L’attuale disciplina dei mutamenti d’uso non prevede la categoria pertinenziale e accessoria
Le volumetrie degli spazi ad uso accessorio come cantine, garage e similari non si conteggiano nel dimensionamento urbanistico e negli indici edificatori, perchè strutturalmente inidonee a consentire l’incremento della pressione antropica e insediamento della popolazione residenziale; la natura di questi spazi accessori è di migliorare la qualità della vita della singola unità immobiliare, di cui sono asservite.

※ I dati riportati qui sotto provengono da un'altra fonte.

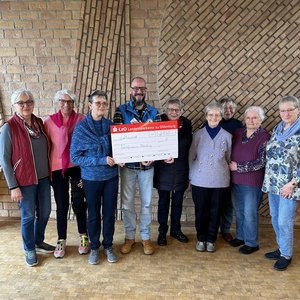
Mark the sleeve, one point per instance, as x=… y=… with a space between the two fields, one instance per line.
x=118 y=118
x=5 y=157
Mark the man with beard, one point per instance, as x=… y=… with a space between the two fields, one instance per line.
x=136 y=111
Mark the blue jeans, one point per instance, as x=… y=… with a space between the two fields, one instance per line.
x=61 y=185
x=35 y=211
x=246 y=201
x=129 y=177
x=163 y=210
x=283 y=211
x=101 y=194
x=226 y=212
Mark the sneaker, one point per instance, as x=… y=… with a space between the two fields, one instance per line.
x=84 y=244
x=248 y=250
x=210 y=247
x=111 y=255
x=126 y=247
x=148 y=247
x=282 y=263
x=44 y=248
x=274 y=255
x=60 y=249
x=94 y=257
x=179 y=236
x=200 y=246
x=31 y=259
x=161 y=239
x=236 y=243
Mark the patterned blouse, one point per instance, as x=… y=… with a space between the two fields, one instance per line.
x=283 y=164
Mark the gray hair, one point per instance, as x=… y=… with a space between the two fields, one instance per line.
x=16 y=94
x=291 y=99
x=173 y=100
x=227 y=99
x=257 y=109
x=213 y=105
x=65 y=92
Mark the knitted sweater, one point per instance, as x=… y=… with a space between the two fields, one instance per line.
x=89 y=149
x=209 y=158
x=250 y=156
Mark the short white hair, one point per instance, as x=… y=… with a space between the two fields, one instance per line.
x=16 y=94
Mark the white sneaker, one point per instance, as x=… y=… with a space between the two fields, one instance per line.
x=60 y=249
x=200 y=246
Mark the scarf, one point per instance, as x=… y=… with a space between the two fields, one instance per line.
x=33 y=129
x=281 y=134
x=65 y=135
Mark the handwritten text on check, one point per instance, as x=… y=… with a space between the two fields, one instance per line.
x=144 y=141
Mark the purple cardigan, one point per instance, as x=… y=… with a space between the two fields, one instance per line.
x=250 y=156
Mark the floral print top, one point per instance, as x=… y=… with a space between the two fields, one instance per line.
x=283 y=164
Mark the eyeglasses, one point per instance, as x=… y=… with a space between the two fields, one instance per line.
x=99 y=103
x=137 y=88
x=282 y=111
x=27 y=103
x=175 y=110
x=68 y=102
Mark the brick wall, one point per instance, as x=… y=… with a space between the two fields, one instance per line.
x=195 y=50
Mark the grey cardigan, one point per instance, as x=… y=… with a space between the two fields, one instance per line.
x=209 y=159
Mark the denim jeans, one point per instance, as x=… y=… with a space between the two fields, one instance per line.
x=207 y=212
x=246 y=201
x=101 y=196
x=35 y=211
x=226 y=212
x=129 y=177
x=61 y=185
x=163 y=210
x=283 y=211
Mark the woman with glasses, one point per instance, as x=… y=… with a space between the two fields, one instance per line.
x=171 y=177
x=60 y=127
x=24 y=155
x=91 y=150
x=209 y=157
x=282 y=179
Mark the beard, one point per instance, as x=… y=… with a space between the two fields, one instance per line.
x=138 y=102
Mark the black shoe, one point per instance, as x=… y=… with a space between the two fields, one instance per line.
x=282 y=263
x=161 y=239
x=248 y=250
x=274 y=255
x=236 y=243
x=179 y=236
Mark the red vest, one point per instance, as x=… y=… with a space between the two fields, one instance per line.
x=21 y=151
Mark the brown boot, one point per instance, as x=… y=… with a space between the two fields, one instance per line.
x=148 y=247
x=126 y=247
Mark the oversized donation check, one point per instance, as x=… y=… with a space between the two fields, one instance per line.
x=144 y=141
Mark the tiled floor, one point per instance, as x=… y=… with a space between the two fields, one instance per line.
x=176 y=271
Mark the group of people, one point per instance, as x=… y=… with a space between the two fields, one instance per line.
x=227 y=165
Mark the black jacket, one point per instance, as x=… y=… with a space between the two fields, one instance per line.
x=175 y=176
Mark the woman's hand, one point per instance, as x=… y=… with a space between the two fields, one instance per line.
x=16 y=195
x=287 y=190
x=169 y=160
x=110 y=161
x=233 y=166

Esse sono compatibili con la categoria generale a cui afferiscono e hanno una funzione “mirata” di servizio, ma non sono convertibili in nessun delle altre categorie funzionali tipizzate dal legislatore nell’articolo 23-ter D.P.R. 380/01, compresa quella principale a cui sono asservite. Esempio: il garage esterno di una abitazione, pur facendo parte di un’abitazione, non configura automaticamente destinazione d’uso residenziale vera e propria.

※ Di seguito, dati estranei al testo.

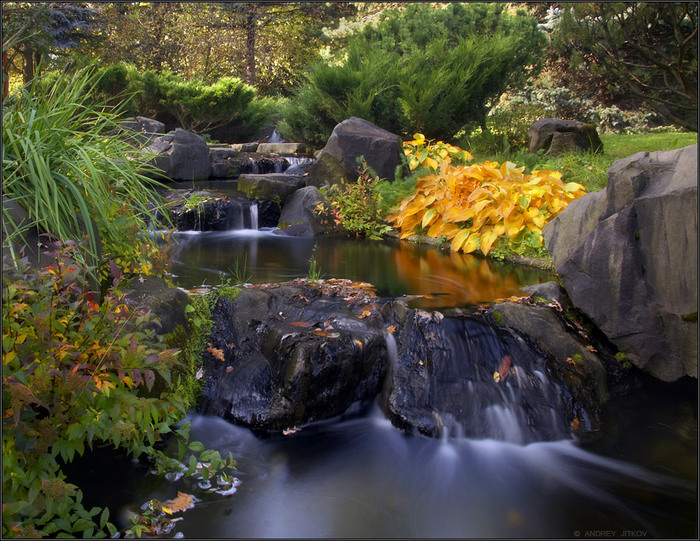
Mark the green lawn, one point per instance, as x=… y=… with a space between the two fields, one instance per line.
x=590 y=170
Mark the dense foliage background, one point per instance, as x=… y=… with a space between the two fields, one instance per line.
x=458 y=81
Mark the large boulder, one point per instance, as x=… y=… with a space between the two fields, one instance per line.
x=181 y=155
x=349 y=140
x=554 y=136
x=627 y=257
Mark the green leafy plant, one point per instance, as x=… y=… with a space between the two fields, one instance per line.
x=78 y=374
x=314 y=273
x=355 y=207
x=474 y=52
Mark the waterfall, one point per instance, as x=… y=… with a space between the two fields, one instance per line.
x=275 y=138
x=253 y=215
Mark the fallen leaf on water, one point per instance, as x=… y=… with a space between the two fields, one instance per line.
x=504 y=367
x=183 y=502
x=319 y=332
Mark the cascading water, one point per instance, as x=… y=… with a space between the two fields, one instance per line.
x=465 y=378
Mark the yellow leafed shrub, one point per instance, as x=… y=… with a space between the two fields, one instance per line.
x=474 y=205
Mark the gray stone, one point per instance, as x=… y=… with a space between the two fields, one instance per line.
x=351 y=139
x=275 y=187
x=181 y=155
x=627 y=257
x=299 y=217
x=554 y=135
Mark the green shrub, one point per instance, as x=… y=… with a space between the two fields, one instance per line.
x=473 y=52
x=63 y=165
x=77 y=374
x=355 y=207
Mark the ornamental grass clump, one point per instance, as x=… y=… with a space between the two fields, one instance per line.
x=474 y=206
x=64 y=164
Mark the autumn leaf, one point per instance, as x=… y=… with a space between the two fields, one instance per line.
x=183 y=502
x=216 y=353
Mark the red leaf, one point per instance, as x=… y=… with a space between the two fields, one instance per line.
x=504 y=368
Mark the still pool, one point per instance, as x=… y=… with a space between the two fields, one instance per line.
x=358 y=476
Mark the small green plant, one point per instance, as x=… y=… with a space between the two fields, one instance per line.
x=314 y=273
x=239 y=272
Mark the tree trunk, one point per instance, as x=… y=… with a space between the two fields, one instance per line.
x=251 y=28
x=28 y=53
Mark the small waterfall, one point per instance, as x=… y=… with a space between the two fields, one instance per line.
x=275 y=138
x=460 y=377
x=253 y=215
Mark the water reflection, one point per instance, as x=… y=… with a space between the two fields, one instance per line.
x=396 y=268
x=364 y=478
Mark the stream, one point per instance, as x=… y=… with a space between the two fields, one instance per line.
x=358 y=476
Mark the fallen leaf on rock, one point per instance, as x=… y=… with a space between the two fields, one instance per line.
x=216 y=353
x=183 y=502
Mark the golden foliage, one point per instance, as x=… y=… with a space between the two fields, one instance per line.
x=474 y=205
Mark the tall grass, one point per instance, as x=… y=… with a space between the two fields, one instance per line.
x=63 y=163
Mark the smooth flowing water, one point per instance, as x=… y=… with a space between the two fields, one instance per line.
x=358 y=476
x=395 y=268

Da qui il condiviso orientamento giurisprudenziale che, non a caso senza soluzione di continuità rispetto all’introduzione della norma nel d.P.R. n. 380/2001, ha da sempre ricondotto il cambio di destinazione d’uso da cantina o garage a civile abitazione tra gli interventi edilizi per i quali è necessario il rilascio del permesso di costruire (vedi tra le tante Cons. di Stato n. 7835/2023, n. 551/2018). Diversamente opinando, si addiverrebbe alla paradossale conclusione che l’introduzione delle categorie urbanistiche omogenee, necessariamente espressa in termini di macro organizzazione sistemica e non di disciplina di dettaglio, si sarebbe risolta in una sostanziale liberalizzazione delle trasformazioni di tutti i locali lato sensu di servizio in residenziali (Cons. di Stato n 3645/2024).(www.studiotecnicopagliai.it)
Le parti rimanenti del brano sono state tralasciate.